[jmm-dev] avoiding thin-air via an operational out-of-order semantics construction

Tue Apr 1 20:47:58 UTC 2014

It seems to me that there are much more common compiler analyses than
value-range analysis per se, that cause problems here.

I think that any sort of conventional alias or pointer analysis would also
be disallowed, as is, since it's based on reasoning that no thread can
perform certain actions.  That's not an issue until we get to references,
but we will clearly have to get there.

I think escape analysis has similar issues.  It allows the compiler to
prove that certain "shared" variable reads are in fact locally determined,
and thus not all edges in the local transition system need to be considered.

This does strike me as an improvement over prior attempts to avoid
over-ordering relaxed memory accesses, but I remain very worried about the
complexity we're going to end up with, especially if we also need a a
Power-like model of the memory system.

I'm perfectly happy to ignore progress issues, like the read-elimination
issue for now.  My conclusion from C++ experiences is that we need to
weasel-word progress guarantees anyway (we don't get much in the way of
absolute guarantees from the hardware, and if the hardware doesn't make
progress, Java doesn't either), and we can probably do that after the fact
in a way that's unlikely to be misunderstood.  Partial correctness seems
hard enough.

Hans

On Tue, Apr 1, 2014 at 6:55 AM, Peter Sewell <Peter.Sewell at cl.cam.ac.uk>wrote:

> On 31 March 2014 21:03, Paul E. McKenney <paulmck at linux.vnet.ibm.com>
> wrote:
> > On Mon, Mar 31, 2014 at 02:01:27PM +0100, Peter Sewell wrote:
> >> Dear all,
> >>
> >> building on the summary of the thin-air problem that we sent around
> >> earlier (http://www.cl.cam.ac.uk/~pes20/cpp/notes42.html, Mark
> >> Batty+Peter Sewell),  we've sketched a semantics that gives the
> >> desired non-thin-air behaviour for at least some examples, for
> >> C11-style relaxed atomics / Linux-C ACCESS_ONCE accesses / Java
> >> volatiles.   At present it only covers reorderings, not eliminations
> >> and introductions, though we think it can probably be extended to
> >> those.
> >>
> >> The basic idea is to assume that compilers do not do inter-thread
> >> value range optimisations, using that to let us construct a
> >> thread-local out-of-order operational semantics out of a conventional
> >> thread-local (value-passing) labelled transition system.
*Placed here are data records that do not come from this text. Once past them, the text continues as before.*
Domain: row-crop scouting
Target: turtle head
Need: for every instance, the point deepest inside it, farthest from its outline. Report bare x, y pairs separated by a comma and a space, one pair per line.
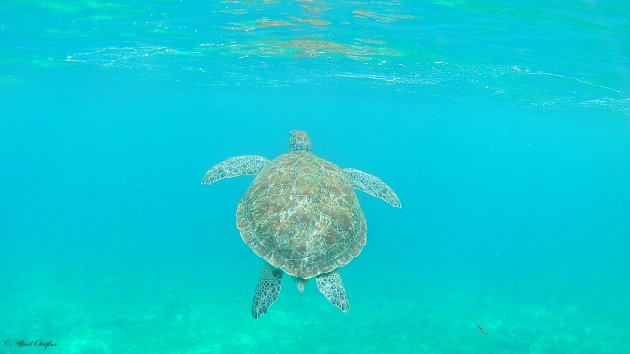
299, 141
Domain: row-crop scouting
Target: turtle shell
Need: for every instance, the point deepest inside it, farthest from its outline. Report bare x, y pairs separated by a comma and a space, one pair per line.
301, 215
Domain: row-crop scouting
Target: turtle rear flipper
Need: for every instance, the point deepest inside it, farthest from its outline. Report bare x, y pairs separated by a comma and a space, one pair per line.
331, 286
267, 291
372, 185
234, 167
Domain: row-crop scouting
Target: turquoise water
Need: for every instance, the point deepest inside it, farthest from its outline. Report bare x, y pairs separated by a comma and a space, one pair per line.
503, 127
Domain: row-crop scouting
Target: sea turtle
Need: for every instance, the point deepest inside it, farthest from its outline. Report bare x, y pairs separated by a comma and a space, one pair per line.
302, 216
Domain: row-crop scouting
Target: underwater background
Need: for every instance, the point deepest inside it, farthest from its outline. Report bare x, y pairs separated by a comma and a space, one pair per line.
503, 126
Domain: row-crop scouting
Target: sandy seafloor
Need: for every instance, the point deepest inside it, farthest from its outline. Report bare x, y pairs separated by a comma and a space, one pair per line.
504, 129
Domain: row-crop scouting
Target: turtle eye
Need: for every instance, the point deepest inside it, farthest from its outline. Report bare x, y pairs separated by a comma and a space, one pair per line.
299, 141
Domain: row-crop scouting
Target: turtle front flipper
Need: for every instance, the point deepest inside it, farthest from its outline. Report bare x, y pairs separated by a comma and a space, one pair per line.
234, 167
373, 186
331, 286
267, 291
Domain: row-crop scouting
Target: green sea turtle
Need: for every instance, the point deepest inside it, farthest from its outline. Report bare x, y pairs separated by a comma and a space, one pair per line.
302, 216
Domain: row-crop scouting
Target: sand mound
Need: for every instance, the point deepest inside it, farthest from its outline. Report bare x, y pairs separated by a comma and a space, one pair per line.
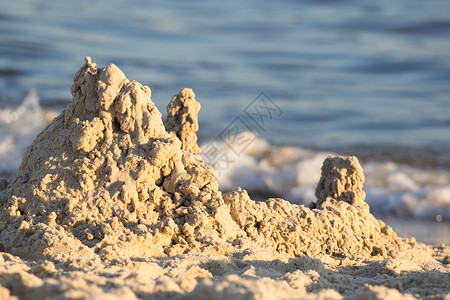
107, 178
110, 201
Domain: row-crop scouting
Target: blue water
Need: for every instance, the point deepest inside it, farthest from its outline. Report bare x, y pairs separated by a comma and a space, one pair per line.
352, 75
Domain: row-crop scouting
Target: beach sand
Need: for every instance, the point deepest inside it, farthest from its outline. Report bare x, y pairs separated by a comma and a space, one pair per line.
113, 202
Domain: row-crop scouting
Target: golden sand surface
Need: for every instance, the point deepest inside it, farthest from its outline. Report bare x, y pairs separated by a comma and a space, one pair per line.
111, 201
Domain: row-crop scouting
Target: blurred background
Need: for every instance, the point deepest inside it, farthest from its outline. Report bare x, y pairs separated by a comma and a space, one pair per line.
367, 78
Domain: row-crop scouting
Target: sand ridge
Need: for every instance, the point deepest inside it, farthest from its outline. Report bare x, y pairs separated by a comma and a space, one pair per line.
109, 183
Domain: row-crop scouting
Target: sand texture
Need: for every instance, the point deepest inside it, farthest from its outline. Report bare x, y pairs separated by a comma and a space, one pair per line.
111, 201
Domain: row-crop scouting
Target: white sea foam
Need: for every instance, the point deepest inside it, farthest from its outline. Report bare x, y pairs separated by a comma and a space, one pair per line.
293, 173
264, 169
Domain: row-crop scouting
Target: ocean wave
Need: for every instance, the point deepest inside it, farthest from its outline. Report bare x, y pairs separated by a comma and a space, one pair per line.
293, 172
263, 169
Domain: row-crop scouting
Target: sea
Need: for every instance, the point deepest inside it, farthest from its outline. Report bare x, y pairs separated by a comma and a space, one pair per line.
282, 84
We then
> >> combine the resulting thread semantics with an operational
> >> non-multi-copy-atomic storage subsystem, as in our PLDI11 Power model,
> >> to be sound w.r.t. Power and ARM hardware.  The result is (we think)
> >> attractively simple to understand.   The big question is whether that
> >> assumption is reasonable (or can be made so),  and we'd welcome
> >> thoughts on that.
> >>
> >> The semantics is described here:
> >>
> >> http://www.cl.cam.ac.uk/~pes20/cpp/notes44.html  (Jean Pichon + Peter
> Sewell)
> >>
> >> (we've also got a formal version in Lem and a command-line prototype
> >> tool for exploring it).
> >>
> >> Comments would be very welcome
> >
> > I like the restriction that a given action can be hoisted ahead of
> > conditionals only if that action is performed in all cases, and if there
> > are no preceding fences or preceding actions to the same location as
> > the action in question.
>
> > I take it that the need to exclude value-range
> > analysis is also behind your discomfort with Linus Torvalds's and Torvald
> > Riegel's recent proposal for dependency ordering.
>
> I've not got that swapped in right now, but I think it suffered from
> different issues.  I'm perfectly fine with excluding value-range
> analysis so long
> as compiler folk can be persuaded to.
>
> > On status of variables, some ways of approximating the different sets:
> >
> > o       Auto variables whose address is never taken are local.
> >         (Yes, you could infer one auto variable's address from
> >         one of its counterparts, but when you do that you are
> >         taking your program's life into your hands anyway!)
> >
> > o       Variables marked __thread whose addresses are not taken
> >         are local.  The Linux kernel has a similar notion of
> >         per-CPU variables.
> >
> > o       Memory just allocated is private until an address is
> >         published somewhere.
> >
> > All that aside, I don't know of any way to tell the compiler that a
> > given location that was previously public has now been privatized
> > (such privatization is common in RCU code).
> >
> > On memory action elimination and introduction, when you say (for example)
> > read-after-write, how long after the write?
> > I am guessing that if
> > there is a fence or a RMW atomic between the read and the write, the
> > read cannot be eliminated.
>
> We'd have to think (in the little language that Jean and I have worked
> out some details, there are no RMWs).
>
> > One simples example that would be broken by
> > overly energetic read-after-write elimination is the queued spinlock,
> > which initialized its queue element, then spins waiting for the lock
> > holder to change the value.
>
> One might perhaps want to distinguish between eliminating finitely
> many occurrences of a read and eliminating all of them.
>
> >  (But you could reasonably argue that such
> > uses should have volatile semantics.)
> >
> > On non-atomics, you lost me on the "if there is a data race on
> non-atomics
> > performed out-of-order, then there is one with non-atomics performed
> > in order".  This might be because I am assuming that non-out-of-order
> > non-atomics might benefit from hardware control dependencies, and perhaps
> > you are excluding those.
>
> I think so - our semantics doesn't explicitly know about h/w control
> dependency preservation.
>
> thanks,
> peter
>
>
> >  For C/C++, data races on non-atomic accesses
> > result in undefined behavior, which can certainly include out-of-thin-air
> > values, right?
> >
> >                                                         Thanx, Paul
> >
>